Plus haut dans la montagne, gueule burinée, personnalité loufoque et solitaire, Jerry, comme il se fait appeler, a été mon véritable guide. Ancien sous-marinier, ce chef cuistot de métier a voyagé à travers le monde avant de revenir sur son île natale à la retraite. Il s’occupe d’un troupeau de plusieurs centaines de chèvres. Chacune porte un nom de la mythologie. Tel Sisyphe, Jerry renouvelle tous les matins la même tâche: crapahuter dans les hauteurs du village de Tholaria pour donner à manger à ses bêtes dès les premières lueurs du jour. C’est lui qui m’a fait passer de l’autre côté du miroir, me permettant ainsi de ressentir l’île plus que de la voir. A son côté, j’ai assisté à une dilatation du temps et de l’espace.

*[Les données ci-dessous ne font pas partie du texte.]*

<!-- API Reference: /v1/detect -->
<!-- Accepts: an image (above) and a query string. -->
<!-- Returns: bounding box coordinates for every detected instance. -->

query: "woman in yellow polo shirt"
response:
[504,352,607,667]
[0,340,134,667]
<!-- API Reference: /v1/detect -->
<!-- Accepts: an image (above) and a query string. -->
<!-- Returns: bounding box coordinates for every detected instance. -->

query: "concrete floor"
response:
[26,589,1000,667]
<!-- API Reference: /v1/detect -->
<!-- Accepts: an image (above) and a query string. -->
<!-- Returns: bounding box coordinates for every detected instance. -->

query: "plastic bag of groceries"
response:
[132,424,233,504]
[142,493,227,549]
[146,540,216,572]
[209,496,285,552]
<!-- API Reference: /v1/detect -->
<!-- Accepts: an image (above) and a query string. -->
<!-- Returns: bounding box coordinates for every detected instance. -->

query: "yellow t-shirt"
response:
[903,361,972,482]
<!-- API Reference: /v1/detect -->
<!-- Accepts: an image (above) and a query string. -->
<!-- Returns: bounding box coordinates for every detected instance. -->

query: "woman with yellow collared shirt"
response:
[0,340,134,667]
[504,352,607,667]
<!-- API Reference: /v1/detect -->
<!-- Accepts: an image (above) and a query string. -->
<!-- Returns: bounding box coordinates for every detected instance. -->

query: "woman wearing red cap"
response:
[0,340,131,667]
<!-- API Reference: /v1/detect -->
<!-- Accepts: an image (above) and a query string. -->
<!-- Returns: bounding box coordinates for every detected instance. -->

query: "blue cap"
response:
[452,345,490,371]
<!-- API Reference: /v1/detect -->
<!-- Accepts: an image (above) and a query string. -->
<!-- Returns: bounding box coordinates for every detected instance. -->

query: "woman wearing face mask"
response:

Carola chez elle, Strombos, octobre 2019.
© Clément Chapillon.

Parmi mes autres rencontres essentielles, il y a eu la Britannique Carola Matthews, la première étrangère à s’installer à Amorgos, en 1968. Enseignante et écrivaine, elle a appris l’anglais à de nombreux locaux. Quand elle y a élu domicile, il n’y avait ni électricité ni route. Ses premiers pas, elle les a racontés en 1971, sans détour, dans son livre “At the Top of the Muletrack” (“au bout du chemin des mules”).

Surnommée la Reine de l’île, Carola s’est installée dans le village de Strombos, abandonnée de tous sauf des Néréides, ces nymphes marines qui surgissent dans les environs, selon la légende locale. Si je n’en ai jamais croisé une, elle, je l’ai souvent vue. Et puis, un jour de 2019, à plus de 80 ans dont cinquante passés sur l’île, elle est morte. C’était la veille du jour où je devais lui rendre visite pour lui offrir un tirage.

Ce pays par-delà les mers me rassure et m’inquiète à la fois. L’île rapproche les êtres et pourtant je peux m’y sentir très seul. Quand je n’y suis pas, elle me manque. Mais je sais qu’elle est aussi un délicieux piège où l’on peut s’ennuyer éternellement. Dans les années 1930, Amorgos a fait office de bagne – la mer étant plus infranchissable que les murs d’un pénitencier – pour les opposants politiques au régime du dictateur Ioannis Metaxas et, plus tard, à celui des colonels. En 1980, le navire “Olympia”, anciennement Inland, a fait naufrage au sud de l’île, en raison d’une forte tempête. Son épave y est toujours, attirée malgré elle vers le rivage et emprisonnée à jamais.